Strassler’s column had a snowball effect, as manufacturers took notice and invited him to present on the latest materials and techniques in adhesive restorative dentistry. “I had entered dentistry during a perfect storm: developments such as light-cured composites, porcelain veneers, fiber reinforced composites, fiber posts, bleaching and more were new to practitioners—and they wanted to learn how to use them.”
As a result, Strassler brought extensive knowledge of these new techniques and materials to his students in the classroom.
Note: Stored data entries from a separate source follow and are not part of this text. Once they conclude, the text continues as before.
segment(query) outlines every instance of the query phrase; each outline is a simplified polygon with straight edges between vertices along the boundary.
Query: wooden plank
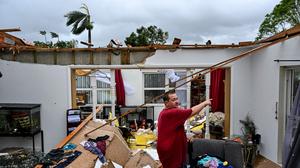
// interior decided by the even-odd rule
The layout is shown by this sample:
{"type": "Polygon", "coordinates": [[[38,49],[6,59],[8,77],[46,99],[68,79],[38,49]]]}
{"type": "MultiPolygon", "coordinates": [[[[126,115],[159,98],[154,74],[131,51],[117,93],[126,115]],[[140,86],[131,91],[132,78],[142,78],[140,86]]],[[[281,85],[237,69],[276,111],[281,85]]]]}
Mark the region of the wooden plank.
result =
{"type": "Polygon", "coordinates": [[[108,52],[108,60],[107,60],[107,65],[111,65],[111,60],[112,60],[112,53],[111,52],[108,52]]]}
{"type": "Polygon", "coordinates": [[[72,108],[77,108],[77,102],[76,102],[76,75],[75,75],[76,69],[71,69],[71,100],[72,100],[72,108]]]}
{"type": "Polygon", "coordinates": [[[72,64],[76,64],[76,55],[75,55],[75,50],[72,50],[72,64]]]}
{"type": "Polygon", "coordinates": [[[53,57],[53,62],[54,62],[54,65],[57,65],[57,51],[54,50],[54,57],[53,57]]]}
{"type": "Polygon", "coordinates": [[[34,63],[37,63],[36,51],[33,51],[33,52],[32,52],[32,55],[33,55],[33,62],[34,62],[34,63]]]}
{"type": "Polygon", "coordinates": [[[224,121],[224,136],[230,136],[230,81],[231,81],[231,69],[225,69],[225,83],[224,83],[224,91],[225,91],[225,103],[224,103],[224,114],[225,114],[225,121],[224,121]]]}
{"type": "MultiPolygon", "coordinates": [[[[103,106],[98,106],[96,113],[98,113],[103,106]]],[[[83,120],[80,125],[76,127],[65,139],[56,145],[56,148],[62,148],[66,143],[68,143],[91,119],[93,118],[93,113],[91,113],[85,120],[83,120]]]]}
{"type": "Polygon", "coordinates": [[[90,51],[90,65],[94,64],[94,52],[90,51]]]}
{"type": "Polygon", "coordinates": [[[128,51],[121,52],[121,64],[122,65],[130,64],[130,53],[128,51]]]}
{"type": "Polygon", "coordinates": [[[21,31],[21,29],[18,28],[10,28],[10,29],[0,29],[0,32],[15,32],[15,31],[21,31]]]}

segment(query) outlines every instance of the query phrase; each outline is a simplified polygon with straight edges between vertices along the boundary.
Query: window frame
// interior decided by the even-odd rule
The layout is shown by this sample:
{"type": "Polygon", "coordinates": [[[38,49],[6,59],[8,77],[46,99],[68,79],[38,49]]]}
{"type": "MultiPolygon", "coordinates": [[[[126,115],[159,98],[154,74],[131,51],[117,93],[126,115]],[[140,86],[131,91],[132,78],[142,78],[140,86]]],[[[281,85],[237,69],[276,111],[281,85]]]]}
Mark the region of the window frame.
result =
{"type": "MultiPolygon", "coordinates": [[[[184,72],[185,73],[185,76],[187,76],[187,74],[188,74],[188,70],[187,69],[175,69],[174,70],[175,71],[175,73],[176,72],[184,72]]],[[[143,102],[144,103],[146,103],[145,102],[145,90],[164,90],[164,92],[166,92],[166,91],[169,91],[169,90],[171,90],[171,89],[173,89],[173,88],[170,88],[169,87],[169,79],[167,78],[167,76],[165,75],[165,73],[164,72],[161,72],[160,70],[143,70],[142,71],[142,89],[143,89],[143,91],[142,91],[142,98],[143,98],[143,102]],[[160,88],[145,88],[145,74],[164,74],[165,75],[165,86],[164,87],[160,87],[160,88]]],[[[185,81],[186,81],[187,79],[185,79],[185,81]]],[[[185,102],[187,103],[188,102],[188,86],[187,86],[187,84],[186,84],[186,86],[184,87],[184,86],[181,86],[181,87],[179,87],[179,88],[176,88],[176,90],[185,90],[185,92],[186,92],[186,100],[185,100],[185,102]]],[[[162,103],[146,103],[146,106],[148,105],[148,106],[162,106],[164,103],[162,102],[162,103]]],[[[183,106],[183,107],[187,107],[188,105],[186,104],[186,106],[183,106]]]]}
{"type": "MultiPolygon", "coordinates": [[[[77,76],[77,75],[75,75],[75,80],[77,80],[77,77],[83,77],[83,76],[77,76]]],[[[91,85],[91,78],[90,78],[90,76],[84,76],[84,77],[88,77],[87,79],[89,79],[89,84],[91,85]]],[[[97,82],[97,81],[96,81],[97,82]]],[[[108,84],[109,85],[109,84],[108,84]]],[[[77,87],[77,81],[76,81],[76,83],[75,83],[75,91],[76,91],[76,95],[77,95],[77,92],[78,91],[90,91],[91,92],[91,94],[93,94],[92,93],[92,87],[90,86],[89,88],[88,87],[81,87],[81,88],[78,88],[77,87]]],[[[108,86],[108,87],[103,87],[103,88],[98,88],[98,85],[97,85],[97,88],[96,88],[96,92],[97,92],[97,105],[103,105],[103,106],[110,106],[111,107],[111,103],[109,103],[109,104],[103,104],[103,103],[98,103],[98,91],[109,91],[109,92],[111,92],[111,87],[110,87],[110,85],[108,86]]],[[[111,94],[111,93],[110,93],[111,94]]],[[[111,102],[111,96],[110,96],[110,94],[109,94],[109,97],[110,97],[110,102],[111,102]]],[[[92,95],[91,95],[91,97],[92,97],[92,95]]],[[[86,103],[85,105],[88,105],[88,106],[91,106],[91,105],[93,105],[93,103],[86,103]]]]}

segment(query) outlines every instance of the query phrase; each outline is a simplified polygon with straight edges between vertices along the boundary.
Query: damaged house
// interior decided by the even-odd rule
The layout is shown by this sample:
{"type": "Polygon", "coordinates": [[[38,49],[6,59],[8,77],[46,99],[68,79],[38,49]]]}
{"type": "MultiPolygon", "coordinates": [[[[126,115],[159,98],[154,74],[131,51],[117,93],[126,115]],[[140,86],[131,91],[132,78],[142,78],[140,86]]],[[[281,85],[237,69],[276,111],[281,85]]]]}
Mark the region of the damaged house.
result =
{"type": "MultiPolygon", "coordinates": [[[[0,34],[0,103],[39,104],[42,132],[33,137],[34,146],[49,152],[67,136],[68,109],[103,105],[107,117],[145,104],[146,113],[119,124],[128,126],[139,117],[155,121],[164,105],[149,100],[175,87],[168,85],[174,78],[189,81],[191,74],[232,59],[177,88],[181,106],[191,107],[207,95],[218,100],[214,110],[225,114],[226,137],[242,134],[240,120],[250,116],[261,135],[259,153],[281,164],[286,119],[300,81],[299,34],[298,25],[259,42],[73,49],[7,44],[0,34]],[[116,70],[125,85],[122,105],[116,70]],[[101,75],[109,81],[97,80],[101,75]]],[[[31,147],[32,137],[1,137],[0,143],[31,147]]]]}

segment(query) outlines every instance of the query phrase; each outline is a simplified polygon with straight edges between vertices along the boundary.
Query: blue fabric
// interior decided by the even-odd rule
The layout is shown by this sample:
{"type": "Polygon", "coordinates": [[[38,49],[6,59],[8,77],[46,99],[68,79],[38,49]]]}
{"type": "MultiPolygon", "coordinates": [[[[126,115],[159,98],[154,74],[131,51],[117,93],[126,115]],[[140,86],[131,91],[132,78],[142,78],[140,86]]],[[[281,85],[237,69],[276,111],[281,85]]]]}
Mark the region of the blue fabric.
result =
{"type": "Polygon", "coordinates": [[[55,168],[64,168],[67,167],[70,163],[72,163],[79,155],[81,154],[80,151],[75,151],[71,155],[67,157],[67,159],[58,165],[55,166],[55,168]]]}
{"type": "Polygon", "coordinates": [[[73,143],[67,143],[64,147],[63,147],[63,149],[64,150],[73,150],[73,149],[75,149],[77,147],[77,145],[75,145],[75,144],[73,144],[73,143]]]}
{"type": "Polygon", "coordinates": [[[223,163],[224,162],[221,159],[206,154],[200,156],[197,166],[200,168],[233,168],[233,166],[229,165],[228,163],[227,165],[224,165],[223,163]]]}
{"type": "Polygon", "coordinates": [[[106,162],[105,156],[103,155],[103,153],[101,152],[101,150],[97,148],[97,144],[96,144],[95,142],[92,142],[92,141],[87,141],[87,142],[85,142],[85,143],[84,143],[84,149],[89,150],[89,151],[92,152],[93,154],[98,155],[99,160],[100,160],[102,163],[105,163],[105,162],[106,162]]]}

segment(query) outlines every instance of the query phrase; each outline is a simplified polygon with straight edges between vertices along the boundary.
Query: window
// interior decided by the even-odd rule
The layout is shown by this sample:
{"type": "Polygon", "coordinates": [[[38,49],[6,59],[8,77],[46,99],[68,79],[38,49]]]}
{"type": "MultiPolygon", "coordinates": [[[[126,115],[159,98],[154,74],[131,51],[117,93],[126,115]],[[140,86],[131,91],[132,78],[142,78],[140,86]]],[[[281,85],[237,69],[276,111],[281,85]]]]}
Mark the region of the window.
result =
{"type": "MultiPolygon", "coordinates": [[[[181,78],[186,76],[185,71],[175,72],[177,76],[181,78]]],[[[179,81],[176,83],[176,86],[183,84],[186,80],[179,81]]],[[[153,98],[162,95],[168,90],[171,90],[175,87],[175,84],[172,83],[165,73],[159,72],[145,72],[144,73],[144,101],[149,104],[163,103],[162,99],[151,101],[153,98]],[[170,84],[170,85],[169,85],[170,84]],[[151,102],[150,102],[151,101],[151,102]]],[[[176,94],[179,98],[181,106],[186,107],[187,104],[187,85],[184,84],[176,89],[176,94]]]]}
{"type": "MultiPolygon", "coordinates": [[[[110,85],[97,80],[97,104],[111,104],[110,85]]],[[[77,104],[92,104],[92,87],[89,76],[76,76],[77,104]]]]}

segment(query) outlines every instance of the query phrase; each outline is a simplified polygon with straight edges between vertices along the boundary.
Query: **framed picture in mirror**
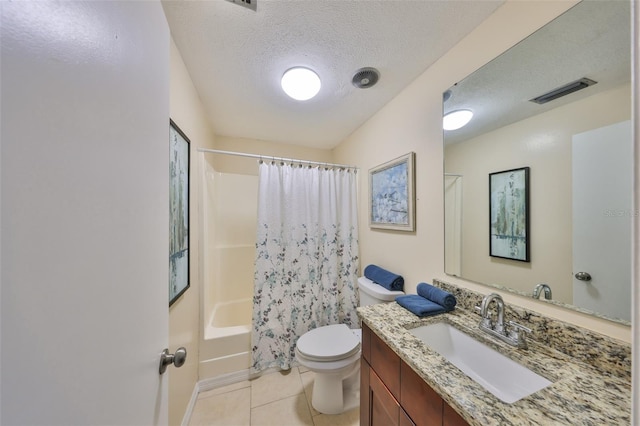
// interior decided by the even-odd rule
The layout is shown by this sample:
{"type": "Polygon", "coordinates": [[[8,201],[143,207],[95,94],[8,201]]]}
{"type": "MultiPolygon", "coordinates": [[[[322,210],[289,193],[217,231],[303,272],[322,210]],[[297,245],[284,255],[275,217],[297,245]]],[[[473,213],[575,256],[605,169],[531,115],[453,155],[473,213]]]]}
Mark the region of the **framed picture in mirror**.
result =
{"type": "Polygon", "coordinates": [[[489,174],[489,255],[529,262],[529,167],[489,174]]]}
{"type": "Polygon", "coordinates": [[[369,226],[415,231],[415,154],[369,170],[369,226]]]}

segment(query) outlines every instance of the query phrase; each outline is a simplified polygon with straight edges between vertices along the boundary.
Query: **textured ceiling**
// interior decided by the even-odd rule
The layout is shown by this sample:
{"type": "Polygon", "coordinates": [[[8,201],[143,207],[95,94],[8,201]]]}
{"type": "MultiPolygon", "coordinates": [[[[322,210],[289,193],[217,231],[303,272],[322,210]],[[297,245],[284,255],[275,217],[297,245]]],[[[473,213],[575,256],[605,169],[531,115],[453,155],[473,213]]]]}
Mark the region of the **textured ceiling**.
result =
{"type": "Polygon", "coordinates": [[[630,81],[630,3],[583,1],[451,88],[444,111],[475,115],[445,140],[464,141],[630,81]],[[529,102],[582,77],[598,83],[544,105],[529,102]]]}
{"type": "Polygon", "coordinates": [[[164,1],[178,49],[216,133],[333,148],[472,31],[503,1],[164,1]],[[314,69],[317,97],[280,88],[284,71],[314,69]],[[357,89],[355,71],[380,81],[357,89]]]}

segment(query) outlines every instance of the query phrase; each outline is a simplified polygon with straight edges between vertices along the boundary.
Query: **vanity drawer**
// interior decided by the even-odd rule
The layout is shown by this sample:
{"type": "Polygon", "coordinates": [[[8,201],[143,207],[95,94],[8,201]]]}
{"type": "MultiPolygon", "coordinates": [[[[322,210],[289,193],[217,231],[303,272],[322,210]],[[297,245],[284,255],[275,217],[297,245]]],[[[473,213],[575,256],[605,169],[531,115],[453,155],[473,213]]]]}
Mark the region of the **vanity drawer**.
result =
{"type": "Polygon", "coordinates": [[[442,425],[442,398],[422,377],[402,362],[400,405],[419,425],[442,425]]]}
{"type": "MultiPolygon", "coordinates": [[[[364,332],[363,332],[364,335],[364,332]]],[[[387,386],[391,394],[400,400],[400,357],[376,333],[371,338],[371,368],[387,386]]]]}
{"type": "Polygon", "coordinates": [[[445,402],[442,410],[442,426],[469,426],[469,423],[445,402]]]}

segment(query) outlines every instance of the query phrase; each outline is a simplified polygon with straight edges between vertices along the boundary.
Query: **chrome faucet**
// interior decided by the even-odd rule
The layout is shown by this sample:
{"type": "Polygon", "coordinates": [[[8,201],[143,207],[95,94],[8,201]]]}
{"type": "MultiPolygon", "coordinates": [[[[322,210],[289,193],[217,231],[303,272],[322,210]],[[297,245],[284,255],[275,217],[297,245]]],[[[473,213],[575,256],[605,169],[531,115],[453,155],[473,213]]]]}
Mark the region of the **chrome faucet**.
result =
{"type": "Polygon", "coordinates": [[[504,300],[498,293],[491,293],[482,299],[482,305],[480,307],[480,315],[482,316],[483,323],[488,325],[489,328],[498,333],[504,332],[504,300]],[[496,302],[496,309],[498,311],[498,320],[494,324],[489,317],[489,305],[491,302],[496,302]]]}
{"type": "Polygon", "coordinates": [[[547,284],[544,284],[544,283],[538,284],[533,289],[533,298],[539,299],[540,293],[542,292],[542,290],[544,290],[544,298],[547,300],[551,300],[551,287],[549,287],[547,284]]]}
{"type": "Polygon", "coordinates": [[[504,300],[498,293],[491,293],[486,295],[482,299],[482,304],[476,309],[480,311],[480,329],[486,331],[492,336],[506,342],[512,346],[526,349],[527,342],[525,340],[524,333],[531,333],[531,330],[523,325],[520,325],[514,321],[509,321],[508,327],[504,324],[504,300]],[[489,305],[491,302],[496,303],[496,310],[498,312],[496,322],[491,319],[491,313],[489,312],[489,305]]]}

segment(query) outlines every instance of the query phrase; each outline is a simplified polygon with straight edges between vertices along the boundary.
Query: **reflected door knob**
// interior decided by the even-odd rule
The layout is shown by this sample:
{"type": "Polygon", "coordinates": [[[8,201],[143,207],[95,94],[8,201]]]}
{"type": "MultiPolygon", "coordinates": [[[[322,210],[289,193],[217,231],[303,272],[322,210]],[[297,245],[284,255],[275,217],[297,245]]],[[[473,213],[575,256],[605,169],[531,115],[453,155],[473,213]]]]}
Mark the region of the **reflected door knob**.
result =
{"type": "Polygon", "coordinates": [[[575,277],[580,281],[591,281],[591,274],[588,272],[578,272],[575,277]]]}
{"type": "Polygon", "coordinates": [[[158,371],[160,374],[164,374],[167,371],[167,366],[173,364],[176,368],[180,368],[187,360],[187,350],[185,348],[178,348],[175,354],[170,354],[169,349],[165,349],[160,354],[160,368],[158,371]]]}

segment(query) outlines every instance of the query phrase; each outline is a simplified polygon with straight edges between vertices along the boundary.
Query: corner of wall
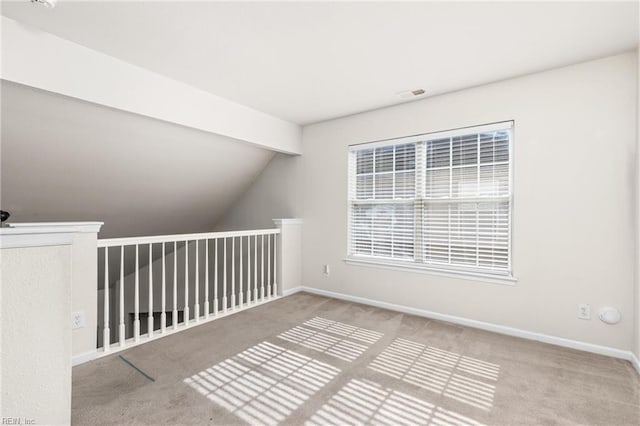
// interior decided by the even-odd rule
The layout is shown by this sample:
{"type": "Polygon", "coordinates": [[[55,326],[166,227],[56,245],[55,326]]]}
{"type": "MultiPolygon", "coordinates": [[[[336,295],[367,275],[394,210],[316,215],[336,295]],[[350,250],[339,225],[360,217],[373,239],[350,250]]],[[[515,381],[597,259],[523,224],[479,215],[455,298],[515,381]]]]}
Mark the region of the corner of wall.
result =
{"type": "MultiPolygon", "coordinates": [[[[638,8],[638,24],[640,25],[640,8],[638,8]]],[[[635,202],[635,335],[634,335],[634,367],[640,374],[640,43],[637,47],[636,66],[636,202],[635,202]]]]}
{"type": "Polygon", "coordinates": [[[277,153],[214,230],[272,228],[275,217],[298,217],[300,156],[277,153]]]}
{"type": "MultiPolygon", "coordinates": [[[[72,248],[71,310],[84,313],[84,327],[72,331],[72,354],[86,358],[96,350],[98,295],[96,286],[97,234],[76,234],[72,248]]],[[[69,318],[69,321],[71,318],[69,318]]]]}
And over time, Strassler has continued to re-invent and reimagine himself by adopting new methods of instruction. “You have to have a vision for the future, what I sometimes refer to as ‘looking around corners’,” He says.
“From the time I began dental school 32 years ago to the present, Dr. Strassler has always shown a great deal of passion and enthusiasm for teaching his students the art of dentistry,” says Adam Eisner, DDS '89.
Part of Strassler’s vision is utilizing the technological delivery of instruction, particularly digital media, to engage students. “I understand there can be no one way to provide information to dental students, dental hygiene students, and dentists, and so using this digital environment I’ve found that you need to create knowledge instruments across a broad range of media,” he says.
During the past eight years, Strassler has embraced the concept of a flipped classroom, recording hours of lectures for his courses in his home studio that students can view on demand. He’s also presented case-based seminars in place of lecture time. “It helps students understand the intricacies of diagnosis and treatment planning through problem solving and decision making,” he says.
Strassler’s decades of scholarship and teaching excellence have not gone unnoticed. In 2000, he received the highest honor from Academy of General Dentistry, the Thaddeus Weclew Honorary Fellowship, given to an individual who has made outstanding contributions to the art and science of dentistry or who has enhanced the principles and ideals of the Academy of General Dentistry. In 2001, he received the UMSOD Frank J. Sinnreich Award for Excellence in Teaching.
Ultimately, the challenges of each new generation of students, and the teaching methods used to engage them, are what excites Strassler. “The students’ inquisitiveness keeps me on my toes and keeps me young. I am still having a lot of fun.”